I only froze for about half an hour today. That was the length of time it took to walk to Zuccotti Park from the Rector Street “R” stop, read two Allen Ginsberg poems–“A Supermarket in California” and “America”–have a brief conversation with the Library Comrade, walk back to the subway, and thaw out in the heated train, where the pain in my exposed right hand (the one that had been gloveless, holding the book) suggested that another few minutes would have meant dealing with some serious frostbite. Cold rain was pelting down, and the park was wall-to-wall tents, making me think of camping trips of yesteryear (from which I know that the best-pitched tents are subject to leaks). I couldn’t really imagine how the full-time Occupiers were going to withstand this onslaught.
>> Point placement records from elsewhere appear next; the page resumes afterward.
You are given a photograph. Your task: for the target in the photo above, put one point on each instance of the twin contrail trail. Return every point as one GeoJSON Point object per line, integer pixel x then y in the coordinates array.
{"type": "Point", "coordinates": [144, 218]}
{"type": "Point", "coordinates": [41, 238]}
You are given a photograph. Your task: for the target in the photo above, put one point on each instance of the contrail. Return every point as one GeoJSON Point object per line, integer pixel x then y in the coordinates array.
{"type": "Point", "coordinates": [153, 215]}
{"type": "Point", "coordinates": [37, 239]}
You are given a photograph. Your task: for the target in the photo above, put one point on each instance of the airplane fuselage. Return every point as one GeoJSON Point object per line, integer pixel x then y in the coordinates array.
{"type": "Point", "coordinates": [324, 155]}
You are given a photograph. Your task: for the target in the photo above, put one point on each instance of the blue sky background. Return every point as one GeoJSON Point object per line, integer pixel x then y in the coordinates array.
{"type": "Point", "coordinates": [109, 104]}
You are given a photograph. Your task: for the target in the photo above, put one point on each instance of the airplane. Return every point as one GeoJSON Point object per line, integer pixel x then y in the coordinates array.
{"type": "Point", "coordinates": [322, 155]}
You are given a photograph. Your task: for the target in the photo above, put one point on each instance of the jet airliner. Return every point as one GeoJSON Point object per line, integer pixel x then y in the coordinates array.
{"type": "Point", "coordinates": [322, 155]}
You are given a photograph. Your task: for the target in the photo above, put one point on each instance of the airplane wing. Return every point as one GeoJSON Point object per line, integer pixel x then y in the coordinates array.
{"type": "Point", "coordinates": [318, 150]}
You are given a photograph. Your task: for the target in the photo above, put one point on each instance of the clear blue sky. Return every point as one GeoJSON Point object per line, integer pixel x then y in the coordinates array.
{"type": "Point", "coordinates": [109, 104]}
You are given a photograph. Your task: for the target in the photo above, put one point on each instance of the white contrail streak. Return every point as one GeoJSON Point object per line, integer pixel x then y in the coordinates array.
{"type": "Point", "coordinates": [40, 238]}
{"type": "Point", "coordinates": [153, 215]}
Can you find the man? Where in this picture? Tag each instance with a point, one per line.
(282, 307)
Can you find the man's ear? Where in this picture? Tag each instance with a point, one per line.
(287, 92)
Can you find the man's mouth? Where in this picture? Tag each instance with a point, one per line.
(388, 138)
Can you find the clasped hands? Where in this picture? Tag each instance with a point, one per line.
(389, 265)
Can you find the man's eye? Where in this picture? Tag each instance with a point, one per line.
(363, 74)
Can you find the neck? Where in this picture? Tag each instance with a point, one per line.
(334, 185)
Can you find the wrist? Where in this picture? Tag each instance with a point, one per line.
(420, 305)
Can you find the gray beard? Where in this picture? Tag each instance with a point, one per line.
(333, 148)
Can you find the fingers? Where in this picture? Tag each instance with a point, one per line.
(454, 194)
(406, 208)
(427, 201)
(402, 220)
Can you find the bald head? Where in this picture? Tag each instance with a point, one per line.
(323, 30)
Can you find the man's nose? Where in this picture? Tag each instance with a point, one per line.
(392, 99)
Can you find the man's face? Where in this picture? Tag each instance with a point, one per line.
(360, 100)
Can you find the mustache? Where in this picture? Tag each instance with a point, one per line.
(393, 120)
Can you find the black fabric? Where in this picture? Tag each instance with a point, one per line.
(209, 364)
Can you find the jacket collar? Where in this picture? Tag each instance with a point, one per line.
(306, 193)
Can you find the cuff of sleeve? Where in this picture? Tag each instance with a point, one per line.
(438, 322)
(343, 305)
I may have looked a little crazy standing on Broadway, trying to keep control of my umbrella, and voicing Ginsberg’s lavish visions of the sacred surfacing within the mundanities of consumer culture. It delighted me that the poet chose to invoke Whitman and Lorca, two poets previously featured in my readings to the lower Manhattan flux. I had in hand a paperback volume entitled, simply, Penguin Modern Poets 5 Gregory Corso Lawrence Ferlinghetti Allen Ginsberg (Penguin Books, 1963). Like several other books I’ve read from in strenuous weather since beginning the OWS poetry experiment, this one sustained some damage from rain and from the way I had to manhandle the yellowing pages to read into the driving wind while positioning my umbrella as a kind of shield: “Ah, dear father, graybeard, lonely old courage-teacher, what America did you have when Charon quit poling his ferry and you got out on a smoking bank and stood watching the boat disappear on the black waters of Lethe?” (p. 80).
Understandably, given the weather, there weren’t a lot of passersby dallying along the eastern edge of the park, but in the midst of my reading of “Supermarket,” an older man with a companion or two who’d evidently come to check out the Occupation paused long enough to tell me, “Allen Ginsberg is my favorite poet,” and listen to a few lines. Quite incredibly, when I got a little ways into “America,” I realized that a tall young man with a reddish beard, standing a few paces away and wearing what looked like state-of-the-art rain pants, was reciting the words of the poem right along with me. He wasn’t mimicking me; he actually seemed to know the poem! I grew more and more enthused, realizing as never before my freedom to shout or whisper the words, to act as crazy/inspired as I wished. Nobody could stop me as I assumed the voice of the poet’s daemon: “America I feel sentimental about the Wobblies./America I used to be a communist when I was a kid I’m not sorry./I smoke marijuana every chance I get./…I have mystical visions and cosmic vibrations./America I still haven’t told you what you did to Uncle Max after he came over from Russia” (85). It was incredibly uncomfortable there with my feet soaking wet but it was liberating to ignore the discomfort…for a few minutes more. I didn’t have to be afraid of the rain. Once I’d read the famous concluding line (“America I’m putting my queer shoulder to the wheel.”) and thanked the kind bystander who suggested that the restrooms at the McDonald’s a couple of blocks away had blowdriers that could serve as pretty good hand warmers, I went inside the park to look for the man who knows Allen Ginsberg poems by heart. I found him talking to a couple of visitors, and learned from listening to the conversation that he appeared to have major responsibility for the OWS library. “Do you really know that whole poem by heart?” I asked, when I could get a word in. “Yes. That’s a beautiful edition,” he said, looking at my battered paperback. “We have an entire Allen Ginsberg section in the library here.”
I thanked him. He thanked me back. I made a beeline for the subway. By the time I got to Brooklyn, snow was already sticking.